Le mot « champignon » n'est pas forcément chargé d'une connotation négative. En toute honnêteté, en tant que cuisinière italienne, je peux vous assurer qu'il existe aussi de bons champignons – pensez aux champignons de table nobles et aux truffes !
Lorsque certains d'entre vous m'ont récemment abordée au sujet des champignons, il m'est toutefois immédiatement apparu que vous ne souhaitiez pas une recette de Fettuccine al Tartufo de ma part.
Le corps humain héberge un grand nombre d'espèces fongiques différentes dans son microbiome. Les problèmes surviennent lorsque cet équilibre délicat est perturbé. La question est de savoir ce qui peut précisément déséquilibrer cette balance sensible. Les facteurs environnementaux et les produits d'hygiène jouent certainement un rôle, mais les médicaments courants contribuent également.
Une dysbiose causée par des champignons peut provoquer une multitude de troubles à l'intérieur et à la surface de notre corps.
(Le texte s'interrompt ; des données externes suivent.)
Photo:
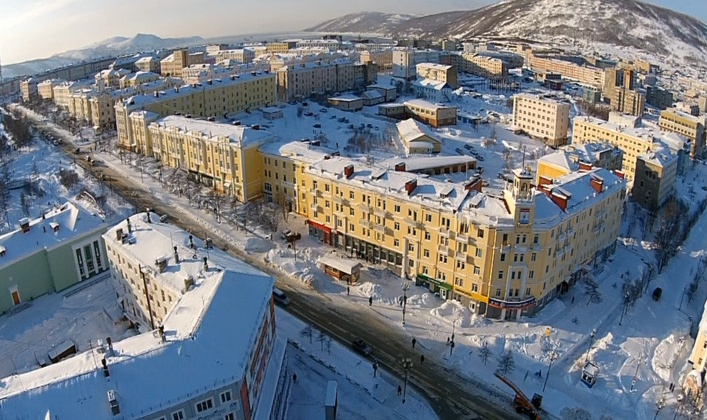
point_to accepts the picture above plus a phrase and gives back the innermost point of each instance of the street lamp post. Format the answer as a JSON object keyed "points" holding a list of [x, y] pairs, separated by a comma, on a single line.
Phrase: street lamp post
{"points": [[405, 285], [591, 341], [553, 356], [407, 365]]}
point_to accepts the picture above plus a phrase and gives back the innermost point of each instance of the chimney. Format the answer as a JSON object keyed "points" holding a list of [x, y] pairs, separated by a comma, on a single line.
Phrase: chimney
{"points": [[559, 199], [24, 225], [597, 183], [348, 171], [106, 373], [474, 185], [584, 166], [410, 186]]}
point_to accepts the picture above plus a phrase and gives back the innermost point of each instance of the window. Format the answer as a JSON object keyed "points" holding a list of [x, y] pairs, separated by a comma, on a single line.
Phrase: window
{"points": [[226, 396], [204, 405]]}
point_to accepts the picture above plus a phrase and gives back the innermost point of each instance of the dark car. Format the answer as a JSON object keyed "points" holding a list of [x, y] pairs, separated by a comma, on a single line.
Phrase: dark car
{"points": [[361, 347]]}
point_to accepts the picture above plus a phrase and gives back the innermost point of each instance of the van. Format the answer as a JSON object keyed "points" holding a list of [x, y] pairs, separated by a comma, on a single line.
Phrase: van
{"points": [[280, 297]]}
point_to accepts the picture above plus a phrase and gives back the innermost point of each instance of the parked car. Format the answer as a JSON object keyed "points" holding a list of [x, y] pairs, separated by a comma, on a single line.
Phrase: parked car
{"points": [[361, 347], [280, 297]]}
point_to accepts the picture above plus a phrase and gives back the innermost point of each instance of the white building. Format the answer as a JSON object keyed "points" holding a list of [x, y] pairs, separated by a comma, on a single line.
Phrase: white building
{"points": [[214, 353]]}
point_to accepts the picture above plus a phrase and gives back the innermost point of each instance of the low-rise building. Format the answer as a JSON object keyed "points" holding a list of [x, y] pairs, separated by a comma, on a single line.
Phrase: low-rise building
{"points": [[49, 254], [542, 117], [692, 127], [180, 302]]}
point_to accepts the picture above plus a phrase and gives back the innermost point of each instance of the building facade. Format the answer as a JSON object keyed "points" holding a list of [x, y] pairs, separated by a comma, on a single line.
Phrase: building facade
{"points": [[543, 118]]}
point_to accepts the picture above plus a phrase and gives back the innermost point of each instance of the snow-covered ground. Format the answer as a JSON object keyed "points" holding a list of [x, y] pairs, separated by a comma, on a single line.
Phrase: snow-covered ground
{"points": [[651, 344]]}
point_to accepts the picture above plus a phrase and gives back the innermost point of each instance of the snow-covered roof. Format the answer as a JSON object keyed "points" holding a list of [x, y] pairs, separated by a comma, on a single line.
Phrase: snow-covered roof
{"points": [[72, 220], [392, 183], [235, 133], [200, 352]]}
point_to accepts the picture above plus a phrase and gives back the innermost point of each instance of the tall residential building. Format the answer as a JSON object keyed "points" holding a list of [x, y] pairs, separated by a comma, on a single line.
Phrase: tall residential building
{"points": [[694, 128], [542, 117], [621, 92], [439, 73], [172, 65], [179, 296], [503, 255], [213, 98], [577, 157], [634, 141], [569, 70], [222, 156]]}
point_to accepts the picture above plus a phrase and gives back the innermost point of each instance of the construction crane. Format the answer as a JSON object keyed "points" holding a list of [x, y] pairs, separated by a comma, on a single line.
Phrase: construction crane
{"points": [[521, 402]]}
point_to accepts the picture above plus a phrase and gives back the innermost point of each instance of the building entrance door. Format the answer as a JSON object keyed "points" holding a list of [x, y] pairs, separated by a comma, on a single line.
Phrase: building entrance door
{"points": [[15, 297]]}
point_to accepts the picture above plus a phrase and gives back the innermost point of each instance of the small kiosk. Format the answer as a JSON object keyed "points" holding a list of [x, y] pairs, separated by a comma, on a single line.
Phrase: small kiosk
{"points": [[590, 373], [342, 269]]}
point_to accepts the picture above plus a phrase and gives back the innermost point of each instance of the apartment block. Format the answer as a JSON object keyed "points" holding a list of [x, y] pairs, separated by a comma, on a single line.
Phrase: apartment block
{"points": [[620, 91], [172, 65], [502, 255], [577, 157], [690, 126], [484, 65], [542, 117], [446, 74], [569, 70], [302, 80], [213, 98], [656, 175], [633, 141]]}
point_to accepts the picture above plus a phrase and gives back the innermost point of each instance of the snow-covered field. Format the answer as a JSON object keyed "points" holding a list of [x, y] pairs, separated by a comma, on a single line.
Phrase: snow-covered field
{"points": [[651, 344]]}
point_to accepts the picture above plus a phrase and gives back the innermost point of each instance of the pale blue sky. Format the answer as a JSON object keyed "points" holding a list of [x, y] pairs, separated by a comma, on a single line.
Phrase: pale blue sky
{"points": [[39, 28]]}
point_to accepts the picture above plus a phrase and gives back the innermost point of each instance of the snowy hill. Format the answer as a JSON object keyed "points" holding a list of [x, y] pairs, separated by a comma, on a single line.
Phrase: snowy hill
{"points": [[114, 46], [623, 23], [364, 22]]}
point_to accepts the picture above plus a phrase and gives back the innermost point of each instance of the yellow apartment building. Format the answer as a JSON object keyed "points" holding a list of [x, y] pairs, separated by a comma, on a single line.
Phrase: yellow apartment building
{"points": [[633, 141], [173, 64], [502, 255], [484, 66], [692, 127], [221, 156], [542, 117], [438, 72], [584, 74], [577, 157], [213, 98]]}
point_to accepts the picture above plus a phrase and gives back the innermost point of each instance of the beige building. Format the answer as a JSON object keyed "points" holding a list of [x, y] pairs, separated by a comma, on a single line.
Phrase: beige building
{"points": [[173, 64], [438, 72], [693, 128], [656, 175], [542, 117], [214, 98], [620, 90], [633, 141], [584, 74], [504, 256], [221, 156], [577, 157]]}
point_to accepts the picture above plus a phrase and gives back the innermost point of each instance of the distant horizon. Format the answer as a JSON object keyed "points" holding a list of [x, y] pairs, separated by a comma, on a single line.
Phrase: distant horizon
{"points": [[41, 29]]}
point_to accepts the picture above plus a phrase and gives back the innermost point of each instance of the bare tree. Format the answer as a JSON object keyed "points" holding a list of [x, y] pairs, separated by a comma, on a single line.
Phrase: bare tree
{"points": [[484, 352], [506, 363]]}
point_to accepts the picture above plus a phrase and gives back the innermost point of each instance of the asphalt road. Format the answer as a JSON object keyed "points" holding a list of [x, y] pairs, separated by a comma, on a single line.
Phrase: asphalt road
{"points": [[451, 396]]}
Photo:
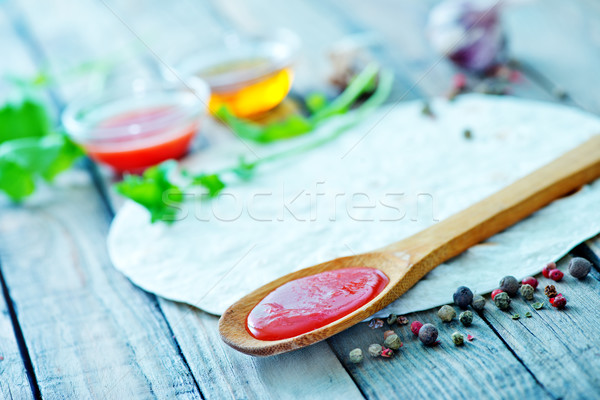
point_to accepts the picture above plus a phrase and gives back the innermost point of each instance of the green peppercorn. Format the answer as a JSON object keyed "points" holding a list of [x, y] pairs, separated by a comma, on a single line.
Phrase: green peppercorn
{"points": [[502, 301], [527, 291], [458, 338], [393, 342], [478, 303], [466, 318], [446, 313], [356, 356], [375, 350]]}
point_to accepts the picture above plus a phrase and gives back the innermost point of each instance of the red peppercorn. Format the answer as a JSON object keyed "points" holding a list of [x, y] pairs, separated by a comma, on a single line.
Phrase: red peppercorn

Bien que le traitement d'une infection fongique requière généralement une approche spécifique, je peux vous assurer que les infections fongiques peuvent être combattues avec succès et de manière durable par l'homéopathie.
Infections fongiques et homéopathie
J'ai déjà écrit ailleurs sur les infections fongiques : à propos de Candida albicans, de Sepia et ici au sujet du muguet buccal, qui est lui aussi une infection fongique.
Comme déjà mentionné, lorsque les fungi dans et sur le corps poussent littéralement comme des champignons hors du sol (pardonnez le jeu de mots), les foyers d'infection individuels sont en général traités avec des médicaments différents. Pourquoi donc ? En homéopathie, nous n'agissons pas contre des microorganismes spécifiques, mais nous examinons l'organe affecté de très près.
Examinons donc une autre infection fongique fréquemment rencontrée – le champignon hautement contagieux Tinea pedis. Ça sonne un peu exotique et mystérieux, non ? Mais ne vous laissez pas trop impressionner par le terme latin. Communément, l'agent est connu sous le nom de pied d'athlète.
Arnica en dilution
Les conditions humides, typiques des vestiaires, offrent un terrain de reproduction idéal pour ce champignon spécifique. Il se manifeste par des zones de peau qui démangent, brûlent, sont squameuses et fissurées. Pas très agréable.

Récemment, j'ai découvert la méthode de traitement de mon collègue Joe De Livera. Joe utilise pour le pied d'athlète Arnica 30 dans une solution aqueuse, pulvérisée directement sur les zones cutanées affectées. Vous trouverez de plus amples informations sur la potentisation et la posologie ici. La méthode diffère fondamentalement de tout ce que j'ai employé par le passé, mais elle est très efficace.
Préparer soi‑même des extraits aqueux
Dernièrement, j'ai donc moi-même expérimenté et préparé des extraits aqueux avec Arnica 30. Pour ce faire, on dissout une pipette (env. 10 à 20 gouttes) de dilution d'Arnica (préparation liquide réalisée soit avec de l'eau soit avec de l'alcool) dans un demi‑litre d'eau. Si vous n'avez pas la dilution à disposition, vous pouvez aussi préparer le spray avec des granules. Dix à vingt granules pour 500 ml d'eau suffisent en général.
Avant chaque utilisation, je secoue la bouteille dix fois. Contrairement au protocole de prise plus précis que nous devons respecter lors de l'administration orale de granules, on peut vaporiser le spray directement sur la peau selon les besoins et aussi souvent que nécessaire. Il convient toutefois de l'utiliser au moins deux fois par jour. Veillez à bien laisser la peau sécher avant de remettre vos chaussettes – nous savons que l'humidité favorise la colonisation fongique.
Et quand le champignon a disparu, vous pouvez être fier de vos succès. L'homéopathie aide – faites‑le savoir.